Need a fast point estimate only Either, with method = "em"

6. See it in code

library(masbayes)

d <- masbayes::load_data("large")
y <- d$pheno$y_cont_qtl_snp
names(y) <- d$pheno$id

# Build the standardised design matrix once
W <- masbayes::construct_snp_matrix(d$snp, encoding = "vanRaden")
wtw_diag <- colSums(W ^ 2)

# Optional fixed-effect design matrix
X_fixed <- stats::model.matrix(~ sex, data = d$pheno)

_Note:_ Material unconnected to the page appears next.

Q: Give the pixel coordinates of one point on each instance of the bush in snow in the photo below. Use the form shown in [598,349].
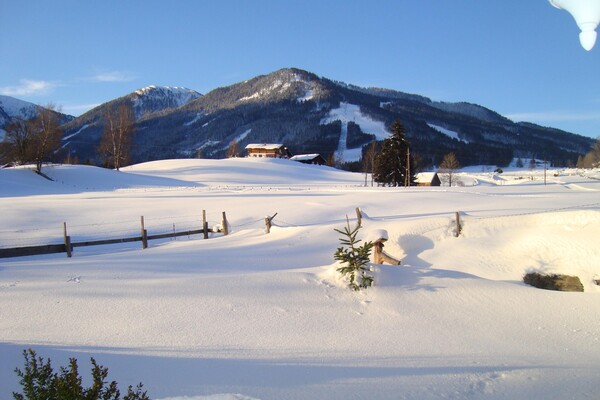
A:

# --- BayesA (MCMC) -----------------------------------------------
fit_a <- masbayes::run_bayesa(
  w             = W,
  y             = y,
  wtw_diag      = wtw_diag,
  X             = X_fixed,
  marker_type   = "snp",
  nu            = 4.5,
  sigma2_g      = var(y) * 0.5,
  sigma2_e_init = var(y) * 0.5,
  method        = "mcmc",
  response_type = "gaussian"
)
summary(fit_a)

# --- BayesR (MCMC) -----------------------------------------------
fit_r <- masbayes::run_bayesr(
  w             = W,
  y             = y,
  wtw_diag      = wtw_diag,
  X             = X_fixed,
  pi_vec        = c(0.95, 0.02, 0.02, 0.01),  # default
  sigma2_e_init = var(y) * 0.5,
  method        = "mcmc",
  response_type = "gaussian"
)
summary(fit_r)

# --- Multi-allelic: BayesR on the W_alpha-h design matrix --------
wah <- masbayes::construct_wah_matrix(
  hap_matrix           = d$mh,
  colnames             = attr(d$mh, "block_id"),
  allele_freq_filtered = d$allele_freq
)
fit_r_mh <- masbayes::run_bayesr(
  w             = wah$W_ah,
  y             = y,
  wtw_diag      = colSums(wah$W_ah ^ 2),
  X             = X_fixed,
  sigma2_e_init = var(y) * 0.5,
  method        = "mcmc",
  marker_type   = "multiallelic"
)

7. References

  • Meuwissen, T. H. E., Hayes, B. J. & Goddard, M. E. (2001). Prediction of total genetic value using genome-wide dense marker maps. Genetics, 157(4), 1819–1829. doi:10.1093/genetics/157.4.1819.

  • Erbe, M., Hayes, B. J., Matukumalli, L. K., Goswami, S., Bowman, P. J., Reich, C. M., Mason, B. A. & Goddard, M. E. (2012). Improving accuracy of genomic predictions within and between dairy cattle breeds with imputed high-density single nucleotide polymorphism panels. Journal of Dairy Science, 95(7), 4114–4129. doi:10.3168/jds.2011-5019.

  • Habier, D., Fernando, R. L., Kizilkaya, K. & Garrick, D. J. (2011). Extension of the Bayesian alphabet for genomic selection. BMC Bioinformatics, 12, 186. doi:10.1186/1471-2105-12-186.